I seem to be having a heck of a problem with the governor. It wants to run wide open. I'm getting tired of scratching my head.


----------



## 30yearTech (Sep 14, 2006)

If the problem is with the governor, then there is no adjustment you can make to the carburetor to correct it. Try the static governor adjustment and if this does not take care of it, then the problem is likely internal. Just make sure the throttle shaft moves freely and the throttle butterfly is attached to the shaft.


----------



## DandyDon (Jul 4, 2011)

30yearTech said:


> If the problem is with the governor, then there is no adjustment you can make to the carburetor to correct it. Try the static governor adjustment and if this does not take care of it, then the problem is likely internal. Just make sure the throttle shaft moves freely and the throttle butterfly is attached to the shaft.

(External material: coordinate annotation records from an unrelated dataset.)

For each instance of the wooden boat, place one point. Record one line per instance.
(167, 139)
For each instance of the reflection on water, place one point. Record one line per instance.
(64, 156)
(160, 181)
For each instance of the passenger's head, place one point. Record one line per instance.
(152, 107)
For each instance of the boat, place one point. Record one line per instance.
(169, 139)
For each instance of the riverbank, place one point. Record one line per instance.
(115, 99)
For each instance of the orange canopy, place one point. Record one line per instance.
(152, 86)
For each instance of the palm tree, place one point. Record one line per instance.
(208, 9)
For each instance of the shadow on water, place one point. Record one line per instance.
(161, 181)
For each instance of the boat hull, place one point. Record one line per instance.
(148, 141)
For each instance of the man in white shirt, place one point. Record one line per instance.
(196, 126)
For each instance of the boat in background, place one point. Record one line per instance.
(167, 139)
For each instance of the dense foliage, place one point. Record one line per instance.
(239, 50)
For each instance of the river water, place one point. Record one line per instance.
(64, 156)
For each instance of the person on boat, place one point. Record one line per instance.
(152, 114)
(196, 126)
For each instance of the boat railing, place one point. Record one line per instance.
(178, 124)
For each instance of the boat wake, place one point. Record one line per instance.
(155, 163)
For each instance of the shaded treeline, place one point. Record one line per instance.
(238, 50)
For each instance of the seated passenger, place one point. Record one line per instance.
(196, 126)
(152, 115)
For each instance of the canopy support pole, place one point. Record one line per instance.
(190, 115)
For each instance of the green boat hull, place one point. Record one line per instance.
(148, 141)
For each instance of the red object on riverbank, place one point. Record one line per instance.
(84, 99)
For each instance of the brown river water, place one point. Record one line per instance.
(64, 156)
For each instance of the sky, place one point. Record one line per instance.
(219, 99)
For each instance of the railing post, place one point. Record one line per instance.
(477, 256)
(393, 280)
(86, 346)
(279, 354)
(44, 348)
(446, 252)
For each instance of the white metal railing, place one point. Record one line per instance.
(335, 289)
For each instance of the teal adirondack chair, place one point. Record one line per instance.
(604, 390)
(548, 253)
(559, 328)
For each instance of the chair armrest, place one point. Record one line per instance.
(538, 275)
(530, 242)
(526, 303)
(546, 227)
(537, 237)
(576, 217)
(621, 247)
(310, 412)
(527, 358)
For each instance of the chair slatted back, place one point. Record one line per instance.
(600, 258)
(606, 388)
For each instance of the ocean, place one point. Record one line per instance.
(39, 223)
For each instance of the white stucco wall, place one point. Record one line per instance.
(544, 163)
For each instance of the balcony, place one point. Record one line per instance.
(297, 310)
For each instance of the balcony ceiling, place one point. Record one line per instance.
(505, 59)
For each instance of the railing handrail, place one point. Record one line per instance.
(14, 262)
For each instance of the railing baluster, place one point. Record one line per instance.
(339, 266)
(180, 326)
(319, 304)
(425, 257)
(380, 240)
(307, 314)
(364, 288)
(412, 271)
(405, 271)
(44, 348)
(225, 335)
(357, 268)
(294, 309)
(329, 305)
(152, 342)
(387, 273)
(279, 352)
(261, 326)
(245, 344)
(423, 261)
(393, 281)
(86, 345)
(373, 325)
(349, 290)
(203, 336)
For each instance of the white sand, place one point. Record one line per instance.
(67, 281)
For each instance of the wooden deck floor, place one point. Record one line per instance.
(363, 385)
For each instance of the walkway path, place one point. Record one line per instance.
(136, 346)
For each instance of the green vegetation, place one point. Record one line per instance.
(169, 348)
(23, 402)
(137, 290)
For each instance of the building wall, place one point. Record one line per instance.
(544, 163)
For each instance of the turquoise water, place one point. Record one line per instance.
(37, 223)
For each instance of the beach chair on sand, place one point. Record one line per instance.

Thanks, 30-year. I adjusted it (after finding out where it is) and it is no longer racing. It's surging, but not racing. The mower has been sitting up for the better part of a decade, but never started. It was nice to get it started. Just gotta get the bugs out, now.


----------



## 30yearTech (Sep 14, 2006)

surging can also be caused by an out of adjustment governor, but is usually caused by a restricted low speed circuit. If your carburetor is adjustable, then try opening up the low speed adjustment 1/4 turn or so and see if it smooths out. 

If unit has been sitting awhile, then carburetor may need a good cleaning.


----------